Congratulations to carpenters in Western Washington State. About a week ago, they rejected a contract proposal by about 2-1. This came after a “teleconference” in early May in which some 3,000 union members participated.
The “teleconference” is kind of like a controlled meeting. The leadership gets to try to sell its bill of goods and can somewhat control who gets to speak. Equally important, by not physically being in the same hall together, the members don’t get to feel their collective power. But according to reports, the mood against the conference was so powerful that even in that teleconference some carpenters called in and spoke against the contract proposal.
The original proposal was for a $2.00 increase in wages and $1.00 for a 401K. After that was voted down, the Regional Council leadership came up with a new proposal which basically shuffled a very similar package around.
Wave of worker militancy
This rejection of this contract comes at a time when teachers all around the country are ignoring their union leadership and going out on strike. It seems to be part of a renewed wave of worker militancy, and in part it’s generated by the low unemployment and the fact that wages and conditions aren’t keeping pace with the cost of living.
Driving 4 hours; working 8 for 8 hours pay
In the case of these Western Washington carpenters, carpenters are making complaints like the one who says he left home at 4:00 a.m. to start work at 6:00 a.m. The reason is the traffic and the fact that he cannot afford to live closer to where the work is. Others are saying that they’re having to drive four hours per day to get paid for 8 hours work. These are the pressures these carpenters are under. (To top it off, unlike carpenters in the SF Bay Area, Western Washington carpenters have to pay for their own parking, and that can be real expensive.)
Keeping the contractors happy
The Carpenters Union leadership is still stuck in the mode of: Keep the contractors happy and help “our” contractors compete with the non-union contractors. In reality, what that means is that union carpenters have to compete with non-union carpenters for who can work cheapest. But in that case, what’s the purpose of even having a union?
It’s nothing but the “race to the bottom”.

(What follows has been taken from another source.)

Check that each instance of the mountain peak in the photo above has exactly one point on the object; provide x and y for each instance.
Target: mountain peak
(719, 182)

Instead, the union should mobilize its members to fight to get top dollar from the contractors. If they have to shut down the entire industry, so be it. Then, when the dust settles, those members who fought for that prime, Grade A contract can go and use that contract to get the non-union carpenters to shut down their jobs and win the same contract. The present course isn’t working, as the facts in this article show. It’s not stopping the growth of the non-union and it’s not keeping the union carpenters up with the cost of living.
That’s what carpenters in the SF Bay Area were fighting when we had our wildcat strike in 1999. (Here’s the history of that wildcat.) What set that strike off was that we got together, discussed the issue together, saw our united strength together, and came up with a plan. (One note of interest to W. Washington carpenters: We didn’t even have the right to vote on our contract, because back then McCarron had issued a ruling that contract votes were prohibited. After our wildcat strike, McCarron reversed himself. So, our wildcat benefited all carpenters. Without it, you wouldn’t even have been able to vote on the contract up there. That shows that no struggle goes unrewarded; somebody, somewhere benefits.)
Meanwhile, hats off to the Western Washington carpenters. Carpenters, union members, in fact all workers should be supporting you.
For a more in-depth view of what’s happened in the Carpenters Union and in the labor movement overall, see this pamphlet.
Update: A new contract proposal which was similar to the last one was also heavily defeated. The present contract is set to expire the end of May. It’s possible that one plan of the leadership is to drag the negotiation process out over months and months. This would mean that during that time the members would get no raise at all. They would also tend to get demoralized by the lack of action. Once that is accomplished, then the leadership would feel in a better shape to push through another inferior contract.